CREDIT CARDS -- THE NEXT FINANCIAL CRISIS:
A new report by Center for American Progress Senior Fellow Christian Weller and Research Associate Tim Westrich details how a rise in credit card defaults could produce an economic fallout on par with the mortgage crisis of last year. Lenders have tightened access to credit in the mortgage market, "forc[ing] families to look elsewhere to borrow money to pay for ever more costly necessities," including health care and college education. "[C]onsumers who once relied on home equity to make ends meet are now increasingly relying on credit cards," Weller and Westrich write. As a result, credit card debt reached a record high of $790.2 billion last November. Approximately "35 million customers can only afford to make the minimum payment every month, which means it could take years for them to pay off their debt," the report notes. That debt is increasing rapidly. Between April 2006 and December 2007 -- the same period during which the housing market was collapsing -- inflation-adjusted credit card debt increased four times faster than between March 2001 and March 2006. Weller and Westrich point out that "lenders package credit card debt into securities" in a process similar to the securitization of subprime mortgages. As such, "increased credit card debt could ultimately translate into higher loan default and thus a liquidity crisis similar to that in the mortgage market."
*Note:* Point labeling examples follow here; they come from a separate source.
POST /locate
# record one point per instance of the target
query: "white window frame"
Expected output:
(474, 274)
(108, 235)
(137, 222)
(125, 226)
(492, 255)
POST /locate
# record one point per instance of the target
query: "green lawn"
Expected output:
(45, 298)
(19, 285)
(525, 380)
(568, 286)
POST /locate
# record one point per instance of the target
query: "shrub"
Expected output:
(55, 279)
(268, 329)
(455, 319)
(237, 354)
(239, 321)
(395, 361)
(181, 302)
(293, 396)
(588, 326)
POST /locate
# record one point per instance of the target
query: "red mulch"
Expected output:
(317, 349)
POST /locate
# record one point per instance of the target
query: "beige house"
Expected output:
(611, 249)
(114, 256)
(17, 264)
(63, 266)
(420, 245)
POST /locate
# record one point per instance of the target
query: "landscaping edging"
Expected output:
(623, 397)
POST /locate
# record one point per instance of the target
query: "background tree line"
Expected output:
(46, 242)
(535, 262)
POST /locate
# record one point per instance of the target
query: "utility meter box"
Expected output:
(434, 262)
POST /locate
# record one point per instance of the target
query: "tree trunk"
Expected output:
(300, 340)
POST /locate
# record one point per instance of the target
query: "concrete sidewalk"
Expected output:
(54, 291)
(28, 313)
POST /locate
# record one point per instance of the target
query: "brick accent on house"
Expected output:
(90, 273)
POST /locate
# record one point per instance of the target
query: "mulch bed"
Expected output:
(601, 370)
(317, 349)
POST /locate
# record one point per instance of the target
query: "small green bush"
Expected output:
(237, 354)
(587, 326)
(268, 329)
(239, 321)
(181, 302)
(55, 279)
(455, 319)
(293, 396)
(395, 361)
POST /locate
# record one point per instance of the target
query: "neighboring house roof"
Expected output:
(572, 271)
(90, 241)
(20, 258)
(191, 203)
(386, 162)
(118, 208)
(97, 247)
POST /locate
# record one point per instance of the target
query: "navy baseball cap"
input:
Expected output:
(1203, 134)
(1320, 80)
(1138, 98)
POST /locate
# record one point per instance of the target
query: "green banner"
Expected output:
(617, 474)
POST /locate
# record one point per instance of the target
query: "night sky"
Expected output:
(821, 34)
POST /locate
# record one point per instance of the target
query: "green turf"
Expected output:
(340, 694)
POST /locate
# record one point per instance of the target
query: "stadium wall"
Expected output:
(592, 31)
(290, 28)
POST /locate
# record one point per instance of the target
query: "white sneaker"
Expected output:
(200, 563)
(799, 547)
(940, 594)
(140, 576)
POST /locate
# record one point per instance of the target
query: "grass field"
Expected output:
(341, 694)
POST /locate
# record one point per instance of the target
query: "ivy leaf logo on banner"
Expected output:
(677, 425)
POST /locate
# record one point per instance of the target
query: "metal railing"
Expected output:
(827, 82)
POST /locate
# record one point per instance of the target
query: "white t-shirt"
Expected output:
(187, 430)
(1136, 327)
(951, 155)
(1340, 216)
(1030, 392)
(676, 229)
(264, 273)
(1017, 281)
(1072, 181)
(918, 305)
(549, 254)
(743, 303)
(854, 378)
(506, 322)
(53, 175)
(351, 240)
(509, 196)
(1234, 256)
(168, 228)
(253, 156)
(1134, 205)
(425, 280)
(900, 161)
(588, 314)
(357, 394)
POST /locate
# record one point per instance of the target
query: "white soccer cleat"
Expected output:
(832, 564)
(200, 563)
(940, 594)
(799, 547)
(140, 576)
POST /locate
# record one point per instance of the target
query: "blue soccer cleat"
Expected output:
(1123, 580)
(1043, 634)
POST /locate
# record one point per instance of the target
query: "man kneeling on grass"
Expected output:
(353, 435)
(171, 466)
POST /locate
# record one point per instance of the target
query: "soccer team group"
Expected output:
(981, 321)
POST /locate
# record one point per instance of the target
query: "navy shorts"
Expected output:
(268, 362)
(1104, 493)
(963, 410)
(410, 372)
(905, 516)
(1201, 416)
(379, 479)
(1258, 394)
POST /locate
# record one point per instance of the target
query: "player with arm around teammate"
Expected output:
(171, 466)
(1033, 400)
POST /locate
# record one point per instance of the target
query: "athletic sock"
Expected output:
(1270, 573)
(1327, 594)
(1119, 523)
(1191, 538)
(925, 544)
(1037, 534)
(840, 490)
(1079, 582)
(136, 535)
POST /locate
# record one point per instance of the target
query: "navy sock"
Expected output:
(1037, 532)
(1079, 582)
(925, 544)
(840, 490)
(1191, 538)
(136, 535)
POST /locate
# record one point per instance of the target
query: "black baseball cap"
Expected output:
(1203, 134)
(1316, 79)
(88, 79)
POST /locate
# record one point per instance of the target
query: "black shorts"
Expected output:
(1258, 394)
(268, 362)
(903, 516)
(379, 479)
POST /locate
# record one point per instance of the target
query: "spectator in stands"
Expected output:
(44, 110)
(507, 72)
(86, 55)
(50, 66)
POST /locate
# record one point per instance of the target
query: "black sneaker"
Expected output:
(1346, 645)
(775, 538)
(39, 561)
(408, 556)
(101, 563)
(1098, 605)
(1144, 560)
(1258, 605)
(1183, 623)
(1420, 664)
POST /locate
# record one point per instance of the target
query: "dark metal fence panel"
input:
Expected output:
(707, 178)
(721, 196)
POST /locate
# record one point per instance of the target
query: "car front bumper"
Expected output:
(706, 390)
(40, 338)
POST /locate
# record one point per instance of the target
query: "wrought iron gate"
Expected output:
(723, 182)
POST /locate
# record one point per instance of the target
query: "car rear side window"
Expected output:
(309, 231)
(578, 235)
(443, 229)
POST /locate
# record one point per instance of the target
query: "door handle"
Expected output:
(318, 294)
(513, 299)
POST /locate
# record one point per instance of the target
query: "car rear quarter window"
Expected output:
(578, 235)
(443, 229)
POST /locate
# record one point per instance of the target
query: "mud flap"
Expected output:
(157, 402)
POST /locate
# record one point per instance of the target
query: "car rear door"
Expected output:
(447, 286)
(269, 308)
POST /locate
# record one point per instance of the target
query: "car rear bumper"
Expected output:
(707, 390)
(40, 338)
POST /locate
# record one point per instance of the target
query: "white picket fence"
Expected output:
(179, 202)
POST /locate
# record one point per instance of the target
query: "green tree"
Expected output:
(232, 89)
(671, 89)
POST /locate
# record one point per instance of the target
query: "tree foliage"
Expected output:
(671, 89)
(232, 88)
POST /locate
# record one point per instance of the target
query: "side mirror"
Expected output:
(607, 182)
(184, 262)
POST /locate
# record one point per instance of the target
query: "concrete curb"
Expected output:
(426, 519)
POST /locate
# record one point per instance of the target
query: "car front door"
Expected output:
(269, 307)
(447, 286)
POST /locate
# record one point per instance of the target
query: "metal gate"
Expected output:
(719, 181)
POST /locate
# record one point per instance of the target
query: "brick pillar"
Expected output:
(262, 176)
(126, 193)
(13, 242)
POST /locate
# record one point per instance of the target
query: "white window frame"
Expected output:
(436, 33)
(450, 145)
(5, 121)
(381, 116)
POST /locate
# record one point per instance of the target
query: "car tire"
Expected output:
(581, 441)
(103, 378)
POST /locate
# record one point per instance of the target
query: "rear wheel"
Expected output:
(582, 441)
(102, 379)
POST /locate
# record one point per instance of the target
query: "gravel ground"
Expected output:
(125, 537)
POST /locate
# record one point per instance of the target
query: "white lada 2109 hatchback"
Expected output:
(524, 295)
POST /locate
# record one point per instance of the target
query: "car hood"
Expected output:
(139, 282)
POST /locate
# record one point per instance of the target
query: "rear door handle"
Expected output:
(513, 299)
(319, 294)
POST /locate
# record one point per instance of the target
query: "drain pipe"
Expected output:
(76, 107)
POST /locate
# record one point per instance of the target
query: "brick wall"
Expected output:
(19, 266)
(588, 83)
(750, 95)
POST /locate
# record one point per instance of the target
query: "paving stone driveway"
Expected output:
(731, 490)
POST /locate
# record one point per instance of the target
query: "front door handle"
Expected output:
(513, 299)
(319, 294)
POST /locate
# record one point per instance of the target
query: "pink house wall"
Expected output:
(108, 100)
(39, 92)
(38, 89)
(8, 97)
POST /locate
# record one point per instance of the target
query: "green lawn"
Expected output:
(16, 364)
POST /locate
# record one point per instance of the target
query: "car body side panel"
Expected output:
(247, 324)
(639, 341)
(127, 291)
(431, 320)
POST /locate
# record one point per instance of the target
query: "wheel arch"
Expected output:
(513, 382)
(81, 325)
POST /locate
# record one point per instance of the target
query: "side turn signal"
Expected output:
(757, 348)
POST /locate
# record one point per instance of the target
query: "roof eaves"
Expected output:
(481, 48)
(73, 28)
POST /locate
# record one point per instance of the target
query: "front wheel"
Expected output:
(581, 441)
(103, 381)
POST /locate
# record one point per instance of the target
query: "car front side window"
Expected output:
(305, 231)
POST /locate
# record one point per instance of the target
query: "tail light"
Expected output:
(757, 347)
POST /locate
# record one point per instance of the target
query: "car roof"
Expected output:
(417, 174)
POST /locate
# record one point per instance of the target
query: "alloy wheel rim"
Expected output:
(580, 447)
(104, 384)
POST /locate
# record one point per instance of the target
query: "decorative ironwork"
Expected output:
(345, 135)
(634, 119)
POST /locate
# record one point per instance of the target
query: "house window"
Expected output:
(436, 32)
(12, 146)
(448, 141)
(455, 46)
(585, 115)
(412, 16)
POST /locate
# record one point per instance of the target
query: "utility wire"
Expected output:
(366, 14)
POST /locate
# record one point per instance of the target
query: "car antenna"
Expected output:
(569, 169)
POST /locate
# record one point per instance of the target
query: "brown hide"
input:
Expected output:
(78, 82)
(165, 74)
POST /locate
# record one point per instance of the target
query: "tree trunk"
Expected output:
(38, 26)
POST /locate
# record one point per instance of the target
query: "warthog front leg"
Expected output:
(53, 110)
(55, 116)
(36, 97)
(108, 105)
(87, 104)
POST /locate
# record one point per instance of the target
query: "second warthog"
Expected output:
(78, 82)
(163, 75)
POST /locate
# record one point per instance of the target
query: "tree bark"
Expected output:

OPAQUE AND UNFAIR LENDING:
Despite these warning signs, credit card companies continue to aggressively target customers with less-than-perfect credit -- often the same victims of predatory subprime lending schemes. "Direct mail credit card offers to subprime customers in the United States jumped 41 percent in the first half of this year, compared with the first half in 2006," the Boston Globe reported. Travis Plunkett, legislative director of the Consumer Federation of America, said, "It's another sign that some credit card issuers are engaging in risky, irresponsible lending to vulnerable consumers." At the same time, "[c]ard issuers also are raising fees in anticipation of increased delinquencies as the economy slows. Industry-wide penalty fees rose to $18.1 billion last year from $17.1 billion a year earlier." Last month Bank of America "sent letters notifying some responsible cardholders that it would more than double their rates to as high as 28%, without giving an explanation for the increase."
POLICIES TO PROTECT BORROWERS:
Such abusive practices have led policymakers to seek greater checks on credit card companies to protect consumers. The Center for American Progress issued a 2006 paper recommending an incentive-based, credit card safety rating system modeled after the New Car Assessment Program's five-star safety rating. Sen. Ron Wyden (D-OR) introduced a similar proposal, the Credit Card Safety Star Act, in December. Such a rating system would not preclude additional legislation that would eliminate other practices considered abusive or unfair. For example, Rep. Carolyn Maloney (D-NY) has also introduced a credit cardholders' Bill of Rights, which includes provisions requiring card companies to give cardholders 45 days notice before raising interest rates and prohibiting card companies from arbitrarily changing the terms of their contract with a cardholder. Another bill sponsored by Sens. Carl Levin (D-MI) and Claire McCaskill (D-MO) would prohibit card companies from charging interest on debt that is excessive.